This year, the town’s New Year’s Eve celebration will look a little different than years past.
After three years of launching the annual fireworks display from the Idarado tailings pile near the East End, the town will be launching the fireworks a little closer to home, atop the New Sheridan Bar rooftop deck.
Although the celebration is organized by the town, the Telluride Fire Protection District is contracted to run the fireworks portion of the event.
The fire department has spent several months planning for the new location and is using a different type of firework than years past, “close-proximity fireworks,” which are designed for use near crowds, according to David Wadley, the battalion chief of the Telluride Fire District.
Wadley said that these types of fireworks often are shot off during concerts and football games.
“There is nothing exploding in the air, people don’t have to worry about their pets or safety,” Wadley said. “They burn going up, they are not very big and they don’t explode, they are small as far as fireworks go.”
Wadley said the show was designed specifically with the town in mind.
“We brought in some specialists that worked on the Salt Lake Olympics (in 2002) and do things for other major concerts and designed it specifically for that location (atop the bar),” he said.
Although close-proximity fireworks are considered safe, and are used with crowds in mind, Wadley said they are taking every precaution.
“We have firefighters with thermal imaging cameras on each rooftop, and we have firefighters in full gear on, standing by,” he said. “We have observers surrounding the block.”
The fireworks are a fairly recent addition to Telluride traditions and the event was created more out of a reaction to New Year’s Eve’s festivities already happening in town, according to Town Manager Greg Clifton.
“With all the craziness and open containers and fireworks (in previous years) a decision was made to put some structure into the whole thing and make it fun and make it family friendly,” Clifton said.
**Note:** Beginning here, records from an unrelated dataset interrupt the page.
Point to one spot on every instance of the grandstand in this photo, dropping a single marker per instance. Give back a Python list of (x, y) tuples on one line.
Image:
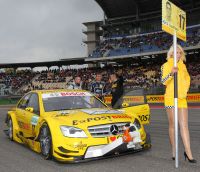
[(129, 39)]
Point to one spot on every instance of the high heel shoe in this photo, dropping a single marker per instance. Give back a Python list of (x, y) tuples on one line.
[(190, 160)]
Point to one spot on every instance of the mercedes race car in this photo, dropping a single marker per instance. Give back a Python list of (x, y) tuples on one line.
[(74, 126)]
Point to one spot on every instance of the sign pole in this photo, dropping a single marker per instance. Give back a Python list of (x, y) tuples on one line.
[(175, 100)]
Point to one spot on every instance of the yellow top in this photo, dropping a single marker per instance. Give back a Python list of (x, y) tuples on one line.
[(168, 80)]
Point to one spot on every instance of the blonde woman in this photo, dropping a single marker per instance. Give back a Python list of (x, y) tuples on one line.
[(167, 79)]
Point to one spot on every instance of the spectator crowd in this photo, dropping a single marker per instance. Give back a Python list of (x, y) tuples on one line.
[(146, 75)]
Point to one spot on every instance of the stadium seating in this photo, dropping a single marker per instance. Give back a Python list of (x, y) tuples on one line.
[(151, 42)]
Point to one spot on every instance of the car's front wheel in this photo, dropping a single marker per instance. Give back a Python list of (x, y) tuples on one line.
[(46, 142)]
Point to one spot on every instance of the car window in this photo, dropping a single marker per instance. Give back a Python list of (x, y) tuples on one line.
[(24, 102), (34, 103)]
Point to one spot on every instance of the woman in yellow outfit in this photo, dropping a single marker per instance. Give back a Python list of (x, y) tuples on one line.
[(167, 79)]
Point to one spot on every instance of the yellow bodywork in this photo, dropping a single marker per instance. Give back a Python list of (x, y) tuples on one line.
[(27, 125)]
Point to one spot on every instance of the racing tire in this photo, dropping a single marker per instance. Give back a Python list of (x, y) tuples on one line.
[(45, 142), (10, 129)]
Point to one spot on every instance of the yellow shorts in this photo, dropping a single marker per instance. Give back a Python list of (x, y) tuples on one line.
[(169, 103)]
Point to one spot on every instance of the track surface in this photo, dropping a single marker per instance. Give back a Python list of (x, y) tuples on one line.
[(17, 158)]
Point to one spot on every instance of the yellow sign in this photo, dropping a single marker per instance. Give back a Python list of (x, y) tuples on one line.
[(173, 19)]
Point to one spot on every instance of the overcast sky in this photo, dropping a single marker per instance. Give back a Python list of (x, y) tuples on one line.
[(42, 30)]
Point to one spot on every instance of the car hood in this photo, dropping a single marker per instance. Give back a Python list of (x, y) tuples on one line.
[(84, 118)]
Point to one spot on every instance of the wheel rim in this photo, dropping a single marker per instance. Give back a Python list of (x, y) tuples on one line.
[(45, 141), (10, 130)]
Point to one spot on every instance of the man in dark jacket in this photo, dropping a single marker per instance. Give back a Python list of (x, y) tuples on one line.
[(117, 90)]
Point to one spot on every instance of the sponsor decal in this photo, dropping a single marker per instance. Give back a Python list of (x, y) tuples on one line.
[(80, 146), (34, 120), (76, 122), (100, 111), (64, 94)]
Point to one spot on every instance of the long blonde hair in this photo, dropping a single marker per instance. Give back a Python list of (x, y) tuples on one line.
[(170, 53)]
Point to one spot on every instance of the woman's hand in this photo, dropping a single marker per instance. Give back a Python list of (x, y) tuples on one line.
[(174, 70)]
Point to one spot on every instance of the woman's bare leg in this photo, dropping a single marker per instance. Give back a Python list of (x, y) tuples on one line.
[(183, 124), (170, 114)]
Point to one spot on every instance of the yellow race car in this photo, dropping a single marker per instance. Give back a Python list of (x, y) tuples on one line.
[(74, 125)]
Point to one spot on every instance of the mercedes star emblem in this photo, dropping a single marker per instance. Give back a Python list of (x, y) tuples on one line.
[(114, 129)]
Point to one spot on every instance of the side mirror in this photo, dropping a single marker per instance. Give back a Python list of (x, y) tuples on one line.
[(30, 109), (124, 105)]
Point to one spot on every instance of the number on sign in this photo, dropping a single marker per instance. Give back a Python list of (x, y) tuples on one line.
[(182, 21)]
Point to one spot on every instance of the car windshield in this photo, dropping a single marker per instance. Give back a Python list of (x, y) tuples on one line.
[(70, 100)]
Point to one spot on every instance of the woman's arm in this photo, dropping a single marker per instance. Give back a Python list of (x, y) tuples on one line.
[(166, 75)]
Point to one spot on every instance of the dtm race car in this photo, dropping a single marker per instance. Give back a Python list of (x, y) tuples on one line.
[(73, 126)]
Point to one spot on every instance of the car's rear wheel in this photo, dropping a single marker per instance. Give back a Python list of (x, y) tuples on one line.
[(46, 142), (10, 129)]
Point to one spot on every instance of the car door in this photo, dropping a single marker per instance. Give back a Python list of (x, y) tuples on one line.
[(21, 113)]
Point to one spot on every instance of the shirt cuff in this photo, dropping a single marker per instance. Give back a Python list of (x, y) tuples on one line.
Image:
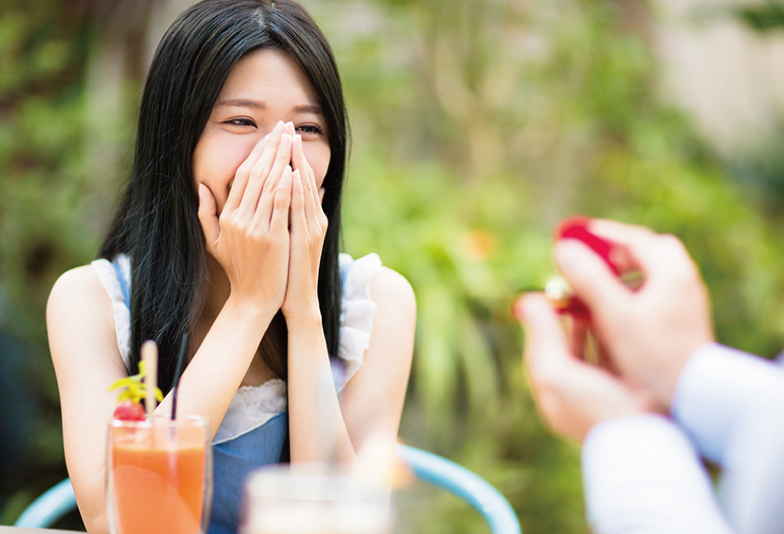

The celebration will include a countdown emceed by Mayor Sean Murphy, music at the courthouse steps and free hot chocolate to keep everyone toasty.
Clifton gave “major props” to the Telluride Fire Department for overseeing the fireworks display.
“We are having so many discussions to make sure things stay safe here,” Clifton said. “These are not the kind of fireworks that blow up or make loud noises. It is a visual thing not a loud thing.
“We like to remind people to please be aware that open containers are unlawful as are personal fireworks and we will be enforcing.,” he said
Clifton added that all cars need to be cleared on Colorado Avenue between Aspen and Fir Streets by 11 p.m. on New Year’s Eve.
Early in the evening, Telluride Ski Resort will be hosting its own tradition with the New Year’s Eve Torchlight Parade and Fireworks.
From 6:30-7:30 p.m., members of the ski school program will ski and snowboard down the Misty Maiden run toward Mountain Village and the Telluride Trail toward town.
The torches are actually road flares from the Department of Transportation, said Shannon Gibbs, spokeswoman for Telluride Ski Resort.
The tradition has taken place since 1972 and was originally started by ski patrollers, according to Gibbs.
“It is just a really festive and fun event, especially when you see the fireworks go off,” Gibbs said. “It is something unique and different to see, and a great way to celebrate the New Year.”
The fireworks can only be seen from the Town of Mountain Village and will be launched around 6:30 p.m.